The cross-encoder architecture is what makes this possible. Unlike bi-encoders that encode query and document separately, cross-encoders process them together through deep attention mechanisms. This allows the model to capture complex query-document interactions that simple cosine similarity misses.
Vector search is semantic matching, not relevance matching. High similarity ≠ high relevance. Rerankers bridge this gap by scoring true relevance instead of just similarity.
Summary
In this post, I showed how rerankers reduce LLM hallucinations in RAG systems by filtering out irrelevant context before it reaches the language model. The key point is that vector search ranks by embedding similarity (shared vocabulary), while rerankers use cross-encoders to score true relevance through deep query-document comparison.
This two-stage approach typically improves answer quality by 15-30% and is essential for high-stakes RAG applications where accuracy matters more than latency.
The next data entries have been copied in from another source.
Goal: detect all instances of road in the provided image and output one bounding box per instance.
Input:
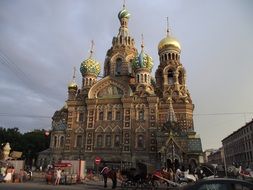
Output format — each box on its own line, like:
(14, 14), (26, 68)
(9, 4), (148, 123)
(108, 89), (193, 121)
(0, 181), (178, 190)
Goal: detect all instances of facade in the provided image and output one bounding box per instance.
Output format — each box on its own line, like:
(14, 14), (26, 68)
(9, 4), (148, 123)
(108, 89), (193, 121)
(39, 6), (202, 170)
(222, 120), (253, 168)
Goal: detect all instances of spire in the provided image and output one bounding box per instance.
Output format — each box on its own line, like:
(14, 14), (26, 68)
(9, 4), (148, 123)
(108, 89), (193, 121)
(166, 17), (170, 37)
(123, 0), (126, 9)
(72, 67), (76, 82)
(68, 67), (77, 90)
(141, 34), (144, 52)
(89, 40), (94, 58)
(167, 97), (177, 122)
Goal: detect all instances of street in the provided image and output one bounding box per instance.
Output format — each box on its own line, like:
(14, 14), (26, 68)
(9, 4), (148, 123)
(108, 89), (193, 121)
(0, 181), (178, 190)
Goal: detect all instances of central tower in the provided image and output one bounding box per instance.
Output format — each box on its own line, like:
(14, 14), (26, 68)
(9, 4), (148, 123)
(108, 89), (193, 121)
(40, 5), (202, 170)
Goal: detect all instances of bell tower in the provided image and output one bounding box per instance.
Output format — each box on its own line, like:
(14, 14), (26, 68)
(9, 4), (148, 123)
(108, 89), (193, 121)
(155, 18), (194, 132)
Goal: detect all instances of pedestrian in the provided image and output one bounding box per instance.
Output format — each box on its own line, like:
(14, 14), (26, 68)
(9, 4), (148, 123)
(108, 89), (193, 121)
(54, 168), (61, 185)
(19, 169), (25, 183)
(100, 165), (110, 188)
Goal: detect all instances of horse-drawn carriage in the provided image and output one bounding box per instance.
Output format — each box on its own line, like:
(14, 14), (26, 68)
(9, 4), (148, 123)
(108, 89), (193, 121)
(121, 163), (158, 189)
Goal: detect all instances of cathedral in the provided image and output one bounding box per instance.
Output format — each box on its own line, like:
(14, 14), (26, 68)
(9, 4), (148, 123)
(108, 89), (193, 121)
(38, 5), (202, 171)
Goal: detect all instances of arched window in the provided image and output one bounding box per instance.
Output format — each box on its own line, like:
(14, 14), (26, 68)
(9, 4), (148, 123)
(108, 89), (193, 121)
(76, 135), (82, 148)
(105, 135), (112, 147)
(115, 111), (121, 120)
(178, 71), (183, 85)
(114, 135), (120, 147)
(116, 58), (122, 75)
(107, 111), (112, 120)
(98, 111), (104, 121)
(168, 70), (174, 85)
(97, 135), (103, 147)
(165, 54), (167, 61)
(137, 135), (144, 148)
(54, 136), (57, 147)
(139, 110), (144, 121)
(60, 136), (64, 147)
(79, 112), (84, 122)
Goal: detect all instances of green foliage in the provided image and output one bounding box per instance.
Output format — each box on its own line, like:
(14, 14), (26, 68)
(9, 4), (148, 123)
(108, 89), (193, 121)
(0, 127), (50, 160)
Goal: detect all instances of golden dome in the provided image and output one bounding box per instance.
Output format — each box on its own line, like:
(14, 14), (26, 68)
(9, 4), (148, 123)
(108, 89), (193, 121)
(68, 81), (78, 89)
(158, 36), (181, 50)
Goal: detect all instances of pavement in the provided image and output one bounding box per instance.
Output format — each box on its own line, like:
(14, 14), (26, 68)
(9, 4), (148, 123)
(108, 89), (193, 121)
(0, 172), (177, 190)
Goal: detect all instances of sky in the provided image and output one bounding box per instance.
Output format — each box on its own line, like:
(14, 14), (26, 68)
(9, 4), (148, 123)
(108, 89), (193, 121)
(0, 0), (253, 150)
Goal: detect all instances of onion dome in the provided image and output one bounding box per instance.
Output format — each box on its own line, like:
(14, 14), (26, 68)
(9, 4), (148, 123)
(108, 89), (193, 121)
(80, 41), (101, 77)
(132, 51), (154, 71)
(68, 67), (78, 90)
(68, 81), (78, 89)
(132, 35), (154, 72)
(158, 36), (181, 50)
(118, 6), (130, 20)
(158, 17), (181, 51)
(158, 36), (181, 50)
(80, 58), (101, 76)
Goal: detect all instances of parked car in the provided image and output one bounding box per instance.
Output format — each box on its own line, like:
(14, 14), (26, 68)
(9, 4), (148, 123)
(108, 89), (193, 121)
(179, 178), (253, 190)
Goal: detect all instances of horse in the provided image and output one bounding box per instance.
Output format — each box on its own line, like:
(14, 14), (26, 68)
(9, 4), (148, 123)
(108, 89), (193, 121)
(101, 166), (117, 189)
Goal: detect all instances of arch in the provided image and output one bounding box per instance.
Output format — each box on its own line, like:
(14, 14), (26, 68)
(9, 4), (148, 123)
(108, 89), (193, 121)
(95, 126), (104, 133)
(53, 135), (58, 147)
(76, 135), (83, 148)
(96, 134), (103, 148)
(136, 134), (145, 148)
(60, 136), (64, 147)
(178, 70), (184, 85)
(115, 58), (123, 75)
(112, 125), (121, 133)
(88, 76), (133, 99)
(167, 69), (174, 85)
(135, 126), (146, 133)
(104, 126), (112, 133)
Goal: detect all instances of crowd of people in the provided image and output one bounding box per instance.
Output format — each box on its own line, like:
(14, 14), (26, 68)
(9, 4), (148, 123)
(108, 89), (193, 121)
(0, 165), (31, 183)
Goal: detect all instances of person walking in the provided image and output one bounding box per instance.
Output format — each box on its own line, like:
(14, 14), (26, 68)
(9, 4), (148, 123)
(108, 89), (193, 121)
(54, 168), (61, 185)
(100, 165), (110, 188)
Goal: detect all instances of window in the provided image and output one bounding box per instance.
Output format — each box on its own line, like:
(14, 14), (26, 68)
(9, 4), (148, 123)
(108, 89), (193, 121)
(139, 110), (144, 121)
(137, 135), (144, 148)
(76, 135), (82, 148)
(198, 183), (228, 190)
(178, 71), (183, 85)
(115, 111), (121, 120)
(107, 111), (112, 120)
(97, 135), (103, 147)
(116, 58), (122, 75)
(54, 136), (57, 147)
(105, 135), (111, 147)
(79, 113), (84, 122)
(114, 135), (120, 147)
(60, 136), (64, 147)
(168, 70), (174, 85)
(98, 111), (104, 121)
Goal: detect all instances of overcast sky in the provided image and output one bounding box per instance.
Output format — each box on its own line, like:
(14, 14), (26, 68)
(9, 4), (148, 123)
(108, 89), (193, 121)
(0, 0), (253, 150)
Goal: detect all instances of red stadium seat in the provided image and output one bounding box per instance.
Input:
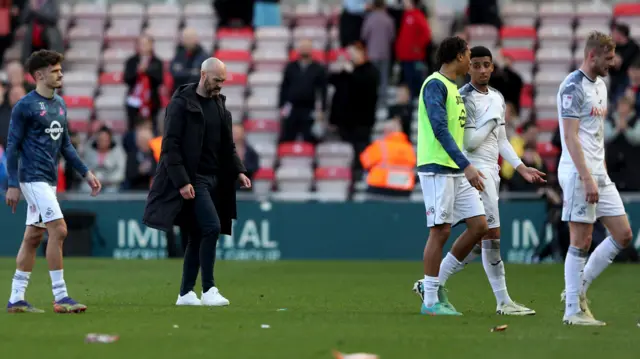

Final Words + More Resources
My intention with this article was to help others share my knowledge and experience. If you want to contact me, you can contact by email: Email me
Here are also the most important links from this article along with some further resources that will help you in this scope:
- 👨💻 Cross-Encoders vs Bi-Encoders
- 👨💻 MS MARCO Reranking Model
- 👨💻 Cohere Rerank API
- 👨💻 Sentence-Transformers Documentation
- 👨💻 Vector Database Limitations
Oh, and if you found these resources useful, don’t forget to support me by starring the repo on GitHub!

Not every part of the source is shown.